The CMA has provisionally cleared Sony Music’s acquisition of AWAL, following an in-depth merger inquiry.
The Competition and Markets Authority (CMA) referred the merger to an in-depth Phase 2 inquiry, after identifying competition concerns during its initial investigation.
Having examined the merger, the CMA has provisionally concluded that the deal “does not substantially reduce competition in the UK and may not be expected to do so in the future”.
The findings are welcome news for the major and provide more certainty for AWAL. The company has this week celebrated success at the BRITs for Little Simz, who had a commercial breakthrough last year.
“Sony Music Entertainment welcomes the CMA’s provisional determination that its acquisition of AWAL raises no competition concerns and, in doing so, its recognition of the competitive and dynamic nature of the UK music market," said a statement. "Our investment in AWAL will deliver real benefits for artists and consumers, amidst intense competition at every level of the music industry. We look forward to continuing to work with the CMA throughout the final stages of their review.”
In addition to its main label offering, Sony also owns another artist and label services company, The Orchard, which became a focus of the investigation.
AWAL was built by Kobalt to provide an alternative to traditional music deals. However, in its submission to the CMA, Sony said AWAL had not been profitable prior to the acquisition.
The CMA’s inquiry focused on the two main areas in which the firms’ businesses overlap. It assessed the extent to which The Orchard and AWAL may be expected to compete to provide artist and label services. It also looked at how closely Sony and AWAL may be expected to compete to sign successful artists, and those with the potential to become successful, where higher levels of support and investment are provided.
Our investment in AWAL will deliver real benefits for artists and consumers, amidst intense competition at every level of the music industry
The independent sector has raised concerns about the acquistion of AWAL and the power of major labels. But the CMA has found that the artist and label services sector is open to competition.
“The CMA has provisionally found that, while not currently competing closely due to their different areas of focus, The Orchard may have become a stronger rival to AWAL in the supply of artist services in future,” said a statement. “However, there are many other providers who will continue to compete effectively with both firms – including independent A&L companies, the A&L branches of the other major labels (like Warner’s ADA and Universal Music Group’s Virgin) and independent labels.
“In terms of its rivalry with Sony, AWAL is still a relatively small player when it comes to signing artists who require higher levels of support and investment. Despite trying to expand its offering, AWAL was expected to continue to compete with Sony only on a limited basis. In the course of its investigation, the CMA also found that many other firms have begun providing similar services which can be expected to make up for the limited loss of competition from AWAL.”

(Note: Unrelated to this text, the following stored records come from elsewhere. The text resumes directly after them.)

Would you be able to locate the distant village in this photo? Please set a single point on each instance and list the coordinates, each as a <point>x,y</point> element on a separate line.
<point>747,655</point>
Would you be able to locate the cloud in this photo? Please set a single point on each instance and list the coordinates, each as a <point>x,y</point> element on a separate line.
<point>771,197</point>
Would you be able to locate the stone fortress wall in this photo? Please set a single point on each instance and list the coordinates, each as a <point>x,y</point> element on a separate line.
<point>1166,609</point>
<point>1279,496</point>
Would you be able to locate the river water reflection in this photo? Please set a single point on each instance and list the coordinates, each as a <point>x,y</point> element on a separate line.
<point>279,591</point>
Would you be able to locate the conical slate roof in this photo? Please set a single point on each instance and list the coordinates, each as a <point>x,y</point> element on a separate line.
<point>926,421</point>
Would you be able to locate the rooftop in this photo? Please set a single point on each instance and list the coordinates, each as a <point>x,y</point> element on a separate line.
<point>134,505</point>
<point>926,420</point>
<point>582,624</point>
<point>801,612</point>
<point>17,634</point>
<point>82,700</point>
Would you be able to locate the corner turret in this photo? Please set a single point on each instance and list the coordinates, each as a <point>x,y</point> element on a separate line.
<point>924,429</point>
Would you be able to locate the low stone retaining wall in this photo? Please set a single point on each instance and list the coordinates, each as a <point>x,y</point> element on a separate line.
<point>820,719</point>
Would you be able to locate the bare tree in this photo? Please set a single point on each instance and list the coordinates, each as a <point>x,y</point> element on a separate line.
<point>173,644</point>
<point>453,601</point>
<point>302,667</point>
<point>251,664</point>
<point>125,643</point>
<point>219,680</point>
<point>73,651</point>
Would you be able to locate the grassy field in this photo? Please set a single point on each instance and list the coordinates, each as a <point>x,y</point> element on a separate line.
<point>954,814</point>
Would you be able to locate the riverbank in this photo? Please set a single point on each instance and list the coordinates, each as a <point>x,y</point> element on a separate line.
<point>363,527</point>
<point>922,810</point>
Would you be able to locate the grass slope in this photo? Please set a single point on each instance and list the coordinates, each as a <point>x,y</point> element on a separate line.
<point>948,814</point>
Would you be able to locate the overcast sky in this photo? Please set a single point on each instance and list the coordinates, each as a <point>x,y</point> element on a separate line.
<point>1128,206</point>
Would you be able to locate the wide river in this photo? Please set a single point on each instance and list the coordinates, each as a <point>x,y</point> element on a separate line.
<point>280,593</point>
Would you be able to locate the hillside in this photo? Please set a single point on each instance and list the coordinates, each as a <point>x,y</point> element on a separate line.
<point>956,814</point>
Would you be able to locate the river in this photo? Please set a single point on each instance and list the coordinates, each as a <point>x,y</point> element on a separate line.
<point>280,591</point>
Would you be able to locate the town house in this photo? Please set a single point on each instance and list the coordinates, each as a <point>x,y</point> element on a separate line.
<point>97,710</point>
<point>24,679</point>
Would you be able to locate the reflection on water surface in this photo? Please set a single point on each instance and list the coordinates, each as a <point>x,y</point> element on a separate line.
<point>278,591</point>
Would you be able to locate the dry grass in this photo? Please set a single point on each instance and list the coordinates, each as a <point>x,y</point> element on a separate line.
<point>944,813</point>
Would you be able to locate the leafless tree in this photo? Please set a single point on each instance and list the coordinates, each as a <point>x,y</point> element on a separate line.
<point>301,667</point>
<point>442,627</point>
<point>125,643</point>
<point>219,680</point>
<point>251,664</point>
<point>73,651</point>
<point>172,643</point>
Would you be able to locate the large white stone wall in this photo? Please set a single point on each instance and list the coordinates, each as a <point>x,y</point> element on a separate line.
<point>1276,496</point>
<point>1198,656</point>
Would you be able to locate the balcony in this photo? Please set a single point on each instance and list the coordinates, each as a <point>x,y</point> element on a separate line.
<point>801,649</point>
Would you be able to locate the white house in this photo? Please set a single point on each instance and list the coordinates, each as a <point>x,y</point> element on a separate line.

The CMA's report also noted the evolution of deals for artists at Sony.
"Over recent years, SME has improved the terms it has offered to its artists in terms of improved average royalty rates and offering more deals where SME does not keep the rights to recorded music in perpetuity," the CMA stated.
Reacting to today's report, Paul Pacifico, CEO of the Association of Independent Music (AIM), said: “Whilst the CMA has ruled that AWAL’s acquisition is not enough to substantially reduce competition by itself, it is part of a pattern that threatens to gradually erode competition and diversity in UK music if independent entrepreneurs continue without much-needed access to capital.
“Sony arguing that even a hugely successful independent like AWAL would have struggled to maintain its position alone highlights the sector’s need for better support to scale-up. Without pathways for growth for independent entrepreneurs, we can expect to see a gradual erosion of competition across the sector, damaging innovation, diversity and leading to less favourable conditions for artists."
As part of its assessment, the CMA considered a wide range of evidence, including thousands of internal documents from both firms, evidence submitted by their competitors and customers, and its own analysis of market conditions. The CMA will reach a final decision after it has considered all responses to its provisional findings and any additional evidence they contain.
Margot Daly, chair of the independent CMA Inquiry Group, said: “Through our inquiry, we have developed a detailed understanding of how Sony and AWAL compete. We have carefully assessed whether this merger will lead to negative outcomes for the market, artists and, ultimately, music fans, now and in the future.
“Our provisional finding is that the deal is not likely to affect competition in a way that will reduce the choice or quality of recorded music available, or increase prices. We think that a combination of other major labels and independent providers will continue to closely rival Sony, so our provisional decision is to clear the merger.”
The CMA is now asking for views on these provisional findings by March 4, 2022 and will assess all evidence provided before making a final decision.
The statutory deadline for the CMA’s final report is 17 March 17, 2022.